Wir fanden uns in einem besonders hässlichen Hinterhof wieder, zwischen einem halben Dutzend großer, stinkender Müllcontainer, umgeben von zehnstöckigen Wohngebäuden. Da es uns auf irgendeine Art und Weise gelungen war, unsere Verfolgerin abzuhängen, nutzten wir die Gelegenheit, um hinter einem der Container in Deckung zu gehen. Während ich versuchte, zu Atem zu kommen, ließ ich meinen Blick über den Hof schweifen. Wahrscheinlich hundert Fenster blickten finster auf uns herab. Türen gab es keine. Ebenso wenig Gassen, die aus dem Hof hinausführten – mit Ausnahme der, durch die wir gekommen waren. Wir saßen in der Falle.
»Ich fürchte, das war es dann wohl«, sagte ich schnaufend. »Wir werden uns stellen müssen…«
»Niemals«, entgegnete Mülltoni hechelnd. »Ich werde nicht… Ich kann nicht… Ich bin doch noch so jung…« Sein Blick fiel auf etwas, das hinter mir auf einem Berg aus Müll lag. »Das ist es!«
»Das kann doch nicht dein Ernst sein«, erwiderte ich.
»Vertrau mir einfach, Alter!«, sagte Mülltoni grinsend.

Keine zwei Minuten später schlenderten wir seelenruhig auf den Hof hinaus. Die Polizistin stand in einer Tür im Zaun und sah sich verwirrt um. Als sie uns erblickte, kam sie uns entgegen. Ich spürte, wie mein Herz zu rasen begann.
»Guten Tag, die Dame, der Herr!«, sagte sie. »Haben Sie zufällig einen Penner in Mantel und Haube und eine Mülltonne vorbeirennen sehen?«
»Nischt, dass isch wüsste, Madame«, säuselte Mülltoni in einem furchtbaren Akzent. »Isch bin eine ährbare Regentonne, mit Mülltonnen gebe isch misch nischt ab.« Er strich sich mit dem Henkel über den falschen Schnurrbart, den er im Müll gefunden hatte.
Hinter meinem aus Klebeband und zwei abgenutzten Duliöhkarten – Miesmatschiger Mehrmoormürbmenschenmeuchler und Vielvolles Volksvogelvorverkehrsvieh – zusammengekleisterten Fächer verdrehte ich die Augen. Die Polizistin warf mir einen misstrauischen Blick zu. Da ich meinen Regenmantel weggeworfen und meine Wollhaube unter einer hüftlangen blonden Perücke verborgen hatte, schien sie mich nicht zu erkennen.
Es erschien mir unmöglich, dass irgendjemand auf unsere lächerliche Verkleidung hereinfallen würde. Doch tatsächlich ließ uns die Polizistin ohne weitere Fragen ziehen, bevor sie damit begann, zwischen den Müllcontainern herumzustöbern. So schnell und unauffällig wir konnten, machten wir uns davon.
»Das ist ja gerade noch einmal gut gegangen«, seufzte Mülltoni nach einer Weile. Er strich sich erneut über den falschen Bart. Irgendwie schien er Gefallen daran gefunden zu haben.
Ich riss mir die Perücke vom Kopf und warf sie mitsamt des improvisierten Fächers in den nächsten Mülleimer. »Würdest du mir jetzt endlich verraten, worum es hier eigentlich geht?«, fragte ich genervt.

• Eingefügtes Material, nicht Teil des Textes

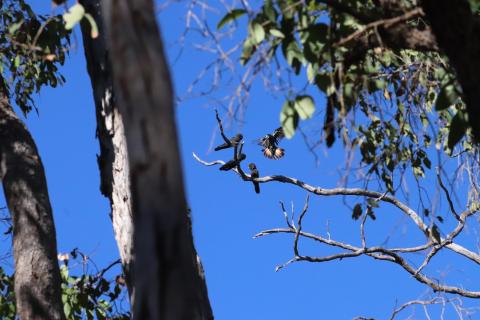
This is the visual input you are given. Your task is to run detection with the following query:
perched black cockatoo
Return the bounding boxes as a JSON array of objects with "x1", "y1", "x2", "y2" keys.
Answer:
[
  {"x1": 214, "y1": 133, "x2": 243, "y2": 151},
  {"x1": 258, "y1": 127, "x2": 285, "y2": 160},
  {"x1": 248, "y1": 163, "x2": 260, "y2": 193},
  {"x1": 220, "y1": 153, "x2": 247, "y2": 171}
]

Mülltoni schwieg. Ich starrte ihn ohne Unterlass an. Diesmal war ich nicht bereit, die Sache auf sich beruhen zu lassen.
»Na gut«, murmelte mein Freund schließlich. »Ich hatte mal was mit der Frau des Polizeichefs. Das hat diesem eifersüchtigen Typen nicht gefallen. Deshalb hat er seine Lakaien auf mich angesetzt…«
»Du… die Frau des Polizeichefs…«, stammelte ich verwirrt.

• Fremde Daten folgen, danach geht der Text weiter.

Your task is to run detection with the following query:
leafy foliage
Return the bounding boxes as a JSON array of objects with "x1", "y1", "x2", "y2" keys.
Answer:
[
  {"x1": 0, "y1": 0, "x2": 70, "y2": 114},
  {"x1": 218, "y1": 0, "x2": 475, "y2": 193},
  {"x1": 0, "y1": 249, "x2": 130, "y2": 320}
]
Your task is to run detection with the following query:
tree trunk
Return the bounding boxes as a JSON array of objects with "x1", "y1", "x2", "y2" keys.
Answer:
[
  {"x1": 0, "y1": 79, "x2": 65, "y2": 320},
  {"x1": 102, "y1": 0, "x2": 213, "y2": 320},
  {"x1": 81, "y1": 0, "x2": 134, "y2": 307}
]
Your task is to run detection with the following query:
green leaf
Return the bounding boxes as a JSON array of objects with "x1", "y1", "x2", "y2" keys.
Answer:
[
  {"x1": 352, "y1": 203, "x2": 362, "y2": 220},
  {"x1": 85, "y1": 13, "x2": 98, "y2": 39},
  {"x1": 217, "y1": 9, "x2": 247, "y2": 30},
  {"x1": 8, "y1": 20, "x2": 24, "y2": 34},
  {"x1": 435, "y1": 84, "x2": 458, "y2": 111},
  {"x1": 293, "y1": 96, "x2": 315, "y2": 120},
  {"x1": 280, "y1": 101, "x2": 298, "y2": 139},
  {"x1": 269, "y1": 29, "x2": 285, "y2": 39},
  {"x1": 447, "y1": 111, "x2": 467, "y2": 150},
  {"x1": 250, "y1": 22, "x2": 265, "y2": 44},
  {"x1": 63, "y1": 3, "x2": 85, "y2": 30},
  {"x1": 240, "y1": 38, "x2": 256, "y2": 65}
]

»Ja, das waren noch Zeiten. Wir waren jung und dumm«, sinnierte Mülltoni mit verträumtem Gesichtsausdruck. »Aber das tut nichts zur Sache. Da wir diese Typen jetzt endlich los sind: Wolltest du nicht Kresse kaufen?«
Ich nickte verdrießlich. Nun, da die Aufregung nachließ, hatte ich eigentlich keine große Lust mehr, meinen Auftrag zu erfüllen.